26 Mayıs 2011 10:06 Son Güncelleme: 23 Kas 2018 12:23

BEDELİ ABBAS GÜÇLÜ DEĞİL, ÖSYM BAŞKANI ÖDEMELİDİR!

Başbakan'ın "Bedelini ödeyecek" diyerek hedef gösterdiği Milliyet yazarı Abbas Güçlü'ye Birand'dan destek geldi...

Güçlü değil, asıl sorumlular ödemeli...
Başbakan’ın, adını vermemekle birlikte, açıkça Abbas Güçlü’yü suçlaması ve “Bedelini ödeyecek” demesi, beni çok korkuttu. Koskoca Türkiye Cumhuriyeti Başbakanı’ının, bir gazeteciyi adeta hedef göstermesi, tehdit eder gibi konuşması, ne yazık ki artık şaşkınlık yaratmıyor, ancak çoğumuzu kaygılandırıyor. Eğer Başbakan bugün, eleştirilere böylesine tahammülsüzlük gösteriyorsa, seçimlerde büyük bir çoğunlukla iktidara geri döndüğünde bizim halimiz ne olacak?

Abbas Güçlü’nün suçu ne?
Uzun yıllardır uzmanlığını yaptığı eğitim konusunda, ÖSYM’nin bu sınavlardaki hatalarını göstermek ve eleştirmek. Prof. Ali Demir’in bu işi yönetemediğini Başbakan dahi kabul etmişti. Abbas Güçlü’nün yazılarını, “iktidarı yıpratma” olarak nitelemek, bedelini ödeyeceğini söylemek hiç inandırıcı olmadı. Eğer bir bedel ödemesi gereken varsa, o da herhalde Abbas Güçlü değil Prof. Ali Demir’dir.

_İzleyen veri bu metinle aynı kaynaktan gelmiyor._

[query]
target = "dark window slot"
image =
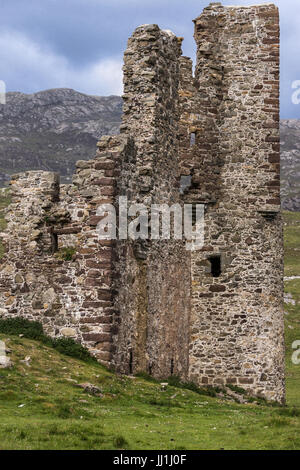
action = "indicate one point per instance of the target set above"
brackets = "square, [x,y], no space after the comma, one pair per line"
[215,262]
[130,363]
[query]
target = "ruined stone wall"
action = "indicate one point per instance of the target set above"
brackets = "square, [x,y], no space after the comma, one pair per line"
[213,316]
[237,314]
[154,288]
[69,292]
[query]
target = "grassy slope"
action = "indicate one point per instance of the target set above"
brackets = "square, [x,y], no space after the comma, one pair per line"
[135,413]
[292,268]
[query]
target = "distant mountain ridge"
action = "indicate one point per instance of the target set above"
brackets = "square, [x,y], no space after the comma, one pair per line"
[52,129]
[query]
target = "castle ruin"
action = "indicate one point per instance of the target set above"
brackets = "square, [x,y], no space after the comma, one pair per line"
[212,316]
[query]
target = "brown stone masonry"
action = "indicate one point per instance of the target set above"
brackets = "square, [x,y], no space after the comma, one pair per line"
[213,316]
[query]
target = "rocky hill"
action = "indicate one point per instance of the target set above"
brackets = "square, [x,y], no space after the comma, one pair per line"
[290,164]
[52,129]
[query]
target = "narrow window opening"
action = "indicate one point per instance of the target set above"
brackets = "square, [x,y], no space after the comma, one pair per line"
[130,363]
[215,262]
[192,139]
[54,242]
[194,215]
[185,183]
[172,366]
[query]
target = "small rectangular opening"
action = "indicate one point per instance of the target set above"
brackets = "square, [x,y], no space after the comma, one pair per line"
[54,242]
[215,263]
[192,139]
[130,363]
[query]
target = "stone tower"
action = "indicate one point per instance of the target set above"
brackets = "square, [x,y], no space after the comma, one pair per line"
[213,316]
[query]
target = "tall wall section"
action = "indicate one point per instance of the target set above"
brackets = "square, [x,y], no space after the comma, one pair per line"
[237,278]
[153,298]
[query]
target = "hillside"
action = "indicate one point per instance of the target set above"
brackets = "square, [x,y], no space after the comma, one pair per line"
[290,164]
[52,129]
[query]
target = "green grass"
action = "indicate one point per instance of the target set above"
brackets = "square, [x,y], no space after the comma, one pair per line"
[292,243]
[138,413]
[130,414]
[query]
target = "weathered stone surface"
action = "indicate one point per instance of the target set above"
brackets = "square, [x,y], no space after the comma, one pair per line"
[213,316]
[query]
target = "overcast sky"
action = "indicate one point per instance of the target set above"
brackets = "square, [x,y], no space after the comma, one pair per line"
[80,43]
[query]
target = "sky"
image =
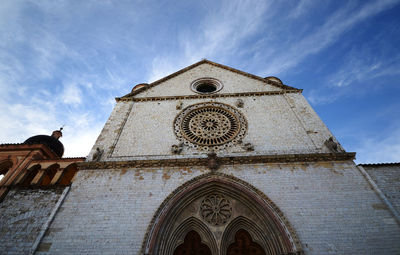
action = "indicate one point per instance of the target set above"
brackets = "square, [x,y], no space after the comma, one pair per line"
[62,63]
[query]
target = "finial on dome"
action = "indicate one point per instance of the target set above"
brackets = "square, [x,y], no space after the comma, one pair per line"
[57,133]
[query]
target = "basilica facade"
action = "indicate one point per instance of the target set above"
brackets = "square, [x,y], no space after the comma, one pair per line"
[208,160]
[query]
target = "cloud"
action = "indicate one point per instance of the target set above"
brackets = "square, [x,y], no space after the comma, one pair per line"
[380,149]
[71,94]
[328,33]
[219,33]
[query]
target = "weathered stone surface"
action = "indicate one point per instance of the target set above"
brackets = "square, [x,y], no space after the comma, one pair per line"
[23,213]
[329,204]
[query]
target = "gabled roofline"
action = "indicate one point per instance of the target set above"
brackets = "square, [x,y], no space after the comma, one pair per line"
[204,61]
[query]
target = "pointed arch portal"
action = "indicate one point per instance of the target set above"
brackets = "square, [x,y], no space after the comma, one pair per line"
[220,215]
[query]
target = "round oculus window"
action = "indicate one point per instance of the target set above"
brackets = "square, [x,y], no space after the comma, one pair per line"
[210,126]
[206,86]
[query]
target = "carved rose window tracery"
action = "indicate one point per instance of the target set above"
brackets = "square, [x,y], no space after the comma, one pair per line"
[216,209]
[210,126]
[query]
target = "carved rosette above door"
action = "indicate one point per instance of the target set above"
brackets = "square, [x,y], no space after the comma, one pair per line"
[210,126]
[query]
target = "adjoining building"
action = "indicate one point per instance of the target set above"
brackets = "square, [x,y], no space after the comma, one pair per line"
[208,160]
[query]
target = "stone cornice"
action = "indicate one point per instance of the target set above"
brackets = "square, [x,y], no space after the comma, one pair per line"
[274,83]
[46,151]
[243,94]
[284,158]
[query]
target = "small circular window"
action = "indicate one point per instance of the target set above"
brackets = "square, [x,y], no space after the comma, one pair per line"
[206,86]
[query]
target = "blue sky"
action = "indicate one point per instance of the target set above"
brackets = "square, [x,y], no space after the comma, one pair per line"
[64,62]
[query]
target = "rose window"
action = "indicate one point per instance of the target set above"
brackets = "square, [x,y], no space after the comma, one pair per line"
[210,125]
[216,209]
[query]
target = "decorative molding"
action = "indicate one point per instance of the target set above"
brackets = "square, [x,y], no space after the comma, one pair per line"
[266,80]
[241,94]
[230,160]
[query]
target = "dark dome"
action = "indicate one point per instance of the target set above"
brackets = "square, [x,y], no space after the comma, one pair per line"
[54,144]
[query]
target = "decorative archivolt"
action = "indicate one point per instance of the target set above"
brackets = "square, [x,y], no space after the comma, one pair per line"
[248,209]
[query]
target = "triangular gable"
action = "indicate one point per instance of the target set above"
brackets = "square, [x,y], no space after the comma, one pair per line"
[150,90]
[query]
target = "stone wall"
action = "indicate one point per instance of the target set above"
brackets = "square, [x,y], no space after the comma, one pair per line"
[330,206]
[23,212]
[277,124]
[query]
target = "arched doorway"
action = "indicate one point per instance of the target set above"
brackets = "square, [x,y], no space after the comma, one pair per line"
[192,245]
[244,245]
[226,214]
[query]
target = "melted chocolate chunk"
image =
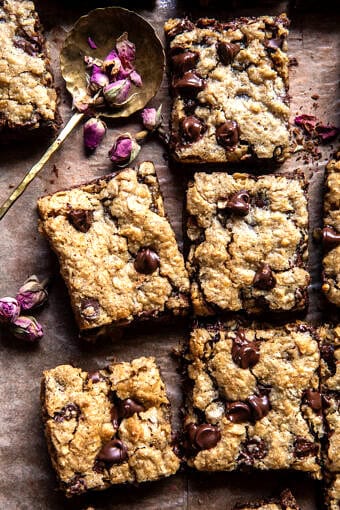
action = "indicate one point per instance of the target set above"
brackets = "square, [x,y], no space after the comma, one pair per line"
[238,412]
[239,202]
[94,376]
[146,261]
[204,436]
[227,52]
[191,128]
[77,485]
[274,44]
[244,353]
[330,238]
[67,413]
[264,278]
[113,452]
[227,134]
[303,447]
[254,449]
[260,406]
[183,62]
[89,309]
[80,219]
[129,407]
[313,399]
[184,25]
[189,84]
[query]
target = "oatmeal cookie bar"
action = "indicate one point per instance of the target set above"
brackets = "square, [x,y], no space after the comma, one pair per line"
[285,501]
[251,402]
[330,378]
[117,251]
[331,232]
[28,100]
[229,83]
[107,427]
[248,242]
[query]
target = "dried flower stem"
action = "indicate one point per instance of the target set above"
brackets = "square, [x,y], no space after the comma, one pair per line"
[33,172]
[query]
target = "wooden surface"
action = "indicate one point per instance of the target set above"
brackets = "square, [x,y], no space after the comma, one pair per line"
[27,480]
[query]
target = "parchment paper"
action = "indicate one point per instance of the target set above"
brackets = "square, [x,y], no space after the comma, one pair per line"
[27,480]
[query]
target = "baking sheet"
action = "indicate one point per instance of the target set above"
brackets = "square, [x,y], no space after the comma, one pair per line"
[26,477]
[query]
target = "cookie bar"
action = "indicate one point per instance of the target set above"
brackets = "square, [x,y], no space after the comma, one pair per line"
[331,232]
[285,501]
[229,83]
[107,427]
[248,242]
[28,99]
[117,251]
[252,398]
[330,378]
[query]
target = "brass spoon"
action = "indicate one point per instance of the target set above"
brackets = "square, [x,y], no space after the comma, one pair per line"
[104,26]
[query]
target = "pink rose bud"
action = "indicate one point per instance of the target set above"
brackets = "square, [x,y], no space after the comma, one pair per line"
[32,294]
[9,309]
[27,329]
[124,150]
[116,93]
[98,78]
[112,63]
[94,132]
[136,79]
[126,50]
[152,118]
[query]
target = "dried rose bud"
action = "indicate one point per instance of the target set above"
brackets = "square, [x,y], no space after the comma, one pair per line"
[124,150]
[27,328]
[94,132]
[116,93]
[112,64]
[152,118]
[136,78]
[9,309]
[32,294]
[126,50]
[99,78]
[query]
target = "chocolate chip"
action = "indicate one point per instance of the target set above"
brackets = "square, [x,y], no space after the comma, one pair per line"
[184,25]
[128,407]
[77,485]
[191,128]
[94,376]
[227,52]
[81,219]
[313,399]
[227,134]
[113,452]
[260,406]
[204,436]
[238,412]
[146,261]
[89,309]
[67,413]
[330,238]
[303,447]
[239,202]
[274,44]
[189,84]
[244,353]
[264,278]
[185,61]
[254,449]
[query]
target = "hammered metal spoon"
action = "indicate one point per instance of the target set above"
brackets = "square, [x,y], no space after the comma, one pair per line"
[104,26]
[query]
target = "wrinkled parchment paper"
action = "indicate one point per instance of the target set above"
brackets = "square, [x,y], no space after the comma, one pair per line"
[27,480]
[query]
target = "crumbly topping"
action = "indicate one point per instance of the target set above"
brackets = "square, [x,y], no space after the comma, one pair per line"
[230,247]
[118,253]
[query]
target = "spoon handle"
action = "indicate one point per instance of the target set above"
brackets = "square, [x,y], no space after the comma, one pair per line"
[39,165]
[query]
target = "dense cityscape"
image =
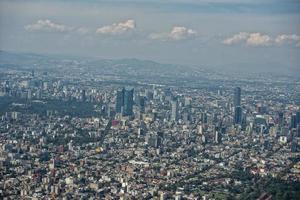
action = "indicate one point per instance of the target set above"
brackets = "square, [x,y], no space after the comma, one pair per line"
[70,131]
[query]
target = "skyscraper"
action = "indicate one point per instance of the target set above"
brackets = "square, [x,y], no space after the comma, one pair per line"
[120,100]
[174,110]
[128,103]
[237,106]
[237,97]
[238,115]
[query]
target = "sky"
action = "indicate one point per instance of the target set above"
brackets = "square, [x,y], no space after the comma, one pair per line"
[220,34]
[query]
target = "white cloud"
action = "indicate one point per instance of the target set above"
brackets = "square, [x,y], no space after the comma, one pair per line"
[117,28]
[288,39]
[242,36]
[258,39]
[82,30]
[250,39]
[177,33]
[47,25]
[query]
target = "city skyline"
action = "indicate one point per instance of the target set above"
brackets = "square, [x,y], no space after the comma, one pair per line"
[224,35]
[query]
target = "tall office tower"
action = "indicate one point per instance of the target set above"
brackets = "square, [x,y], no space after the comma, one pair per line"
[298,117]
[218,138]
[280,118]
[237,97]
[174,110]
[142,103]
[237,106]
[128,103]
[238,115]
[294,121]
[120,100]
[83,95]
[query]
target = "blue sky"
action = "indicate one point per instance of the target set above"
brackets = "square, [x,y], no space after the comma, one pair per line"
[218,33]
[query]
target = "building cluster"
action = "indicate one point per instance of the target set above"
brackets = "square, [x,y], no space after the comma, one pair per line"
[144,141]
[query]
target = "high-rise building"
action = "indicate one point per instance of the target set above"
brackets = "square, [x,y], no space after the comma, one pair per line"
[238,115]
[218,137]
[294,121]
[237,106]
[120,100]
[142,103]
[128,103]
[237,97]
[174,110]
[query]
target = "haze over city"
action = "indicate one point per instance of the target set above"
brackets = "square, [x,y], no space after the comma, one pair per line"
[227,35]
[150,99]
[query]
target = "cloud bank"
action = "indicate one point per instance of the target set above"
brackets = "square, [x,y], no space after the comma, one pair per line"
[117,28]
[260,39]
[177,33]
[47,25]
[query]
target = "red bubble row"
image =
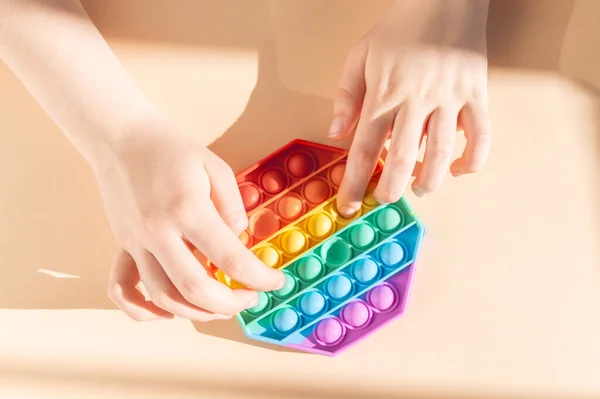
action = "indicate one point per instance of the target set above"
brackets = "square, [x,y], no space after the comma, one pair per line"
[273,180]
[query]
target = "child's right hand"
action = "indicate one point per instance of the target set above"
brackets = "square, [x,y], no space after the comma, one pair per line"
[163,192]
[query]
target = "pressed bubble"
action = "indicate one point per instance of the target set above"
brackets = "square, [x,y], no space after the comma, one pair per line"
[336,174]
[264,224]
[391,253]
[309,268]
[263,302]
[288,287]
[268,255]
[250,195]
[316,191]
[300,164]
[319,225]
[290,207]
[339,287]
[329,331]
[285,320]
[365,270]
[293,241]
[312,303]
[382,297]
[362,235]
[356,314]
[273,180]
[388,219]
[336,252]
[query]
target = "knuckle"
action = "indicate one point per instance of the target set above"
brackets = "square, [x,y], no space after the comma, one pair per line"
[113,292]
[138,316]
[365,155]
[385,196]
[403,163]
[471,168]
[441,147]
[232,265]
[163,299]
[190,288]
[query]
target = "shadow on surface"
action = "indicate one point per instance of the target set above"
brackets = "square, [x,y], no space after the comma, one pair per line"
[210,387]
[232,331]
[274,115]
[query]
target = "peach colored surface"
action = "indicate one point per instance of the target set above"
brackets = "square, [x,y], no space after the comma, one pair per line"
[506,298]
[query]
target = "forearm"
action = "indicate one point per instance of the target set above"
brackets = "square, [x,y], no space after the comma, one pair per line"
[56,51]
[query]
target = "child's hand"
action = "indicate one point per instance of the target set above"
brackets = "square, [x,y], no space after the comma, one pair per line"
[421,72]
[163,191]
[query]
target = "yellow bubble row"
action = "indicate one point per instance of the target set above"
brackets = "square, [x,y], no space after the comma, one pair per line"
[318,224]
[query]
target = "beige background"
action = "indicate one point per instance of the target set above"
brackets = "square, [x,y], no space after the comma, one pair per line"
[507,304]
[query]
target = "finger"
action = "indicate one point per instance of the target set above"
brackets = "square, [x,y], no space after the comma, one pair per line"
[366,148]
[403,153]
[225,193]
[350,95]
[441,134]
[122,290]
[193,282]
[229,254]
[478,132]
[164,294]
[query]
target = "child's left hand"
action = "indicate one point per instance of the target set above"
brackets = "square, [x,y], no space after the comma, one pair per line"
[421,72]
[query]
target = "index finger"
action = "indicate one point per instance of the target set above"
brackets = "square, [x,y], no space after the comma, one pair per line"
[365,151]
[211,236]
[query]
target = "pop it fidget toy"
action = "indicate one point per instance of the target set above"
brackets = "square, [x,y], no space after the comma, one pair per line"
[345,277]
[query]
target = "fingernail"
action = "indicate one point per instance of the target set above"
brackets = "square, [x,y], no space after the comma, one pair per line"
[418,192]
[336,127]
[252,303]
[347,211]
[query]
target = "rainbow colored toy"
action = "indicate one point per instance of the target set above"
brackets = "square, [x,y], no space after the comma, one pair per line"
[345,278]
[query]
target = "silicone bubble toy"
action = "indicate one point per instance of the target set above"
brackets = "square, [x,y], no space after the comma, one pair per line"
[345,277]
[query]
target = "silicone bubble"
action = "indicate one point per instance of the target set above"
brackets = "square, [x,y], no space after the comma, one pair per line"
[388,219]
[300,164]
[336,252]
[329,331]
[250,195]
[312,303]
[362,235]
[268,255]
[382,297]
[356,314]
[293,241]
[317,191]
[319,225]
[365,270]
[339,287]
[309,268]
[273,180]
[264,224]
[263,302]
[369,200]
[289,287]
[336,174]
[290,207]
[391,253]
[285,320]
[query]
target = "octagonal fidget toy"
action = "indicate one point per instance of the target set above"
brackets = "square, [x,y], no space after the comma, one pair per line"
[345,277]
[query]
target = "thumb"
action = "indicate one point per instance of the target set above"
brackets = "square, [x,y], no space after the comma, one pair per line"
[351,91]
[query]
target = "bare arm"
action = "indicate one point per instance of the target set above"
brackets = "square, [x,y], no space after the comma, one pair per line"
[157,184]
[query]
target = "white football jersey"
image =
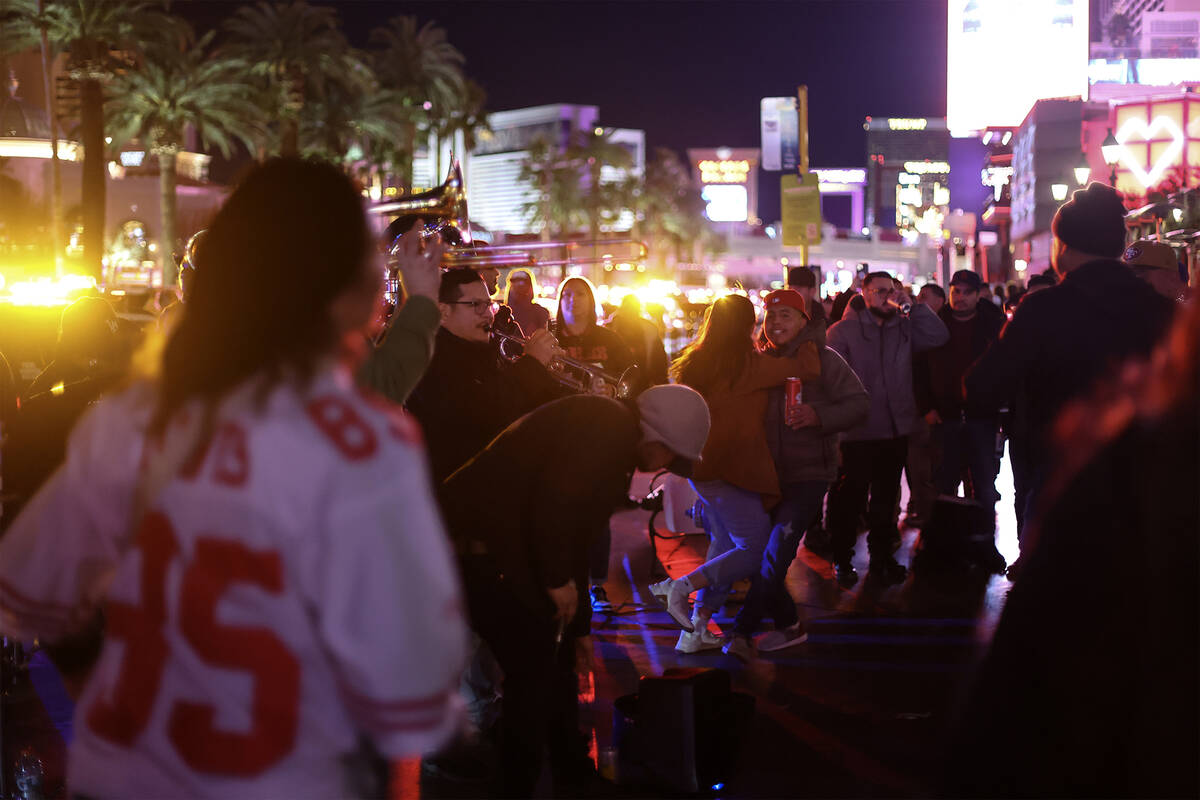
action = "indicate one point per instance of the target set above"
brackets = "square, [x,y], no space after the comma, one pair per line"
[285,594]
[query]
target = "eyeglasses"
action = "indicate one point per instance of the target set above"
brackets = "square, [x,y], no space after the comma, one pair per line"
[478,306]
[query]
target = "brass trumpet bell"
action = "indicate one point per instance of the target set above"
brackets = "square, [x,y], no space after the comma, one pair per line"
[443,211]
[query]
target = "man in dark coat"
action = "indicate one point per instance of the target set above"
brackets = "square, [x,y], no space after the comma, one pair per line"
[1090,685]
[468,395]
[965,435]
[1063,338]
[567,468]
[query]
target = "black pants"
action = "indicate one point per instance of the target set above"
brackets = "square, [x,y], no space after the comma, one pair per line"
[540,705]
[870,469]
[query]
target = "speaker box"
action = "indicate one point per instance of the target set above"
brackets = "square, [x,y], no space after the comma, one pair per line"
[681,732]
[960,534]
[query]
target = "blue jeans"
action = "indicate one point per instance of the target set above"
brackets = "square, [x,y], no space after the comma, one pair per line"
[969,455]
[768,594]
[738,528]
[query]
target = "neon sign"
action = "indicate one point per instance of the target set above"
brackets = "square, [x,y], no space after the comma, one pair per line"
[927,167]
[841,175]
[724,172]
[1146,132]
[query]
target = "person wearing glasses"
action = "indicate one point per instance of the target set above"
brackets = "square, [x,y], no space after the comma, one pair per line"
[877,343]
[468,394]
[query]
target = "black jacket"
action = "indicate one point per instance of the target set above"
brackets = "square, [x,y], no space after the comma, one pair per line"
[564,468]
[1061,707]
[933,370]
[1062,340]
[468,395]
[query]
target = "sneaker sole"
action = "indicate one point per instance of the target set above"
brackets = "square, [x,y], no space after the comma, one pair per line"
[684,623]
[741,656]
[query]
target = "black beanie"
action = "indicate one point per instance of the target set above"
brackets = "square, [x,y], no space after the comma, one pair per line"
[1092,221]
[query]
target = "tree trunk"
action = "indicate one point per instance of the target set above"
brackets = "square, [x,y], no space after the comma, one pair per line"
[91,124]
[167,181]
[289,148]
[55,175]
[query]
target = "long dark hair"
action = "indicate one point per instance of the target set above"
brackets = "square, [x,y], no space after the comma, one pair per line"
[721,350]
[288,241]
[559,325]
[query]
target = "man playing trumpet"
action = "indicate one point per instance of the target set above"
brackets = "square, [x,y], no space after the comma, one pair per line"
[468,395]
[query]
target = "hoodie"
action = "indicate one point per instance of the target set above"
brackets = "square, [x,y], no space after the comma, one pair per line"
[881,356]
[840,402]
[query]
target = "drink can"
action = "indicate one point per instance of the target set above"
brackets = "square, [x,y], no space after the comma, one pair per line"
[795,396]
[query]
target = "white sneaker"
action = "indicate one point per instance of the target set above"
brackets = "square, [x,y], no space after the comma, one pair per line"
[739,647]
[787,637]
[673,597]
[699,641]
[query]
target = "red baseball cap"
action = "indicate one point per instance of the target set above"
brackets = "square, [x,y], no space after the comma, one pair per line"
[790,298]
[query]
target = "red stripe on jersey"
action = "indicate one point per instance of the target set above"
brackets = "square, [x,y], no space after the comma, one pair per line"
[343,426]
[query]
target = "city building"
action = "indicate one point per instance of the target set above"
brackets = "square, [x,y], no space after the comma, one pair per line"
[1048,150]
[1144,44]
[1032,49]
[907,180]
[496,197]
[132,210]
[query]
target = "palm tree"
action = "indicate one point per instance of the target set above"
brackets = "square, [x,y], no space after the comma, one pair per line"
[355,120]
[101,38]
[177,90]
[297,53]
[557,205]
[466,115]
[670,209]
[594,150]
[424,67]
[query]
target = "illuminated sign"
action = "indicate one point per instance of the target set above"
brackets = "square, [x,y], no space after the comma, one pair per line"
[1139,131]
[1051,60]
[927,167]
[1159,142]
[996,178]
[726,203]
[1146,72]
[907,125]
[780,133]
[21,148]
[841,175]
[724,172]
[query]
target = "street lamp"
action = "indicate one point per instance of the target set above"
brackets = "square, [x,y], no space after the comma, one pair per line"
[1083,169]
[1111,150]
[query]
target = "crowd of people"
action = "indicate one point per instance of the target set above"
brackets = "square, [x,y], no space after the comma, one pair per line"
[279,548]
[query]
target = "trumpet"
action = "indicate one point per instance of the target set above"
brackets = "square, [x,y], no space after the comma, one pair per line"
[580,376]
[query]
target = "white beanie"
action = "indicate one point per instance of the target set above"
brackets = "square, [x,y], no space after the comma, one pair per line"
[676,416]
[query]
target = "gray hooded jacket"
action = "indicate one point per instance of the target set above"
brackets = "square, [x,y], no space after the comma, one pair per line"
[881,356]
[840,402]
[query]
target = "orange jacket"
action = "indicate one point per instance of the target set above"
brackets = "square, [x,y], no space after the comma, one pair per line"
[736,451]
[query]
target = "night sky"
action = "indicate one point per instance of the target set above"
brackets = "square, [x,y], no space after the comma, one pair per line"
[690,73]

Basın özgürlüğü nerede kaldı?
Başbakan’ın bu çıkışının asıl talihsiz yanı, Türkiye’de söz ve basın özgürlüğünün en çok tartışıldığı, gazetecilerin inandırıcı olmayan gerekçelerle hapishanelere atıldığı bir sırada ortaya çıkması.
Başbakan bu yaklaşımıyla, “ülkede tam özgürlük var” iddialarını adeta yalanlıyor. İktidarın, medya üstünde baskı kurmadığı söylemi inandırıcılığını kaybediyor.
ABD Büyükelçisi Francis J. Ricciardone’nin dediği gibi, “Bu ne perhiz, bu ne lahana turşusu...”
Eğer Abbas Güçlü, tek başına kampanya açabiliyor, hepimizi ikna edip iktidarı yıpratabiliyorsa, iktidarın lideri, Abbas’ı değil, kendi ekibini sorgulamalı.
Bu tip söylemler, yargının medyaya bakışı ve iktidarın genel yaklaşımı, beni de giderek korkutuyor...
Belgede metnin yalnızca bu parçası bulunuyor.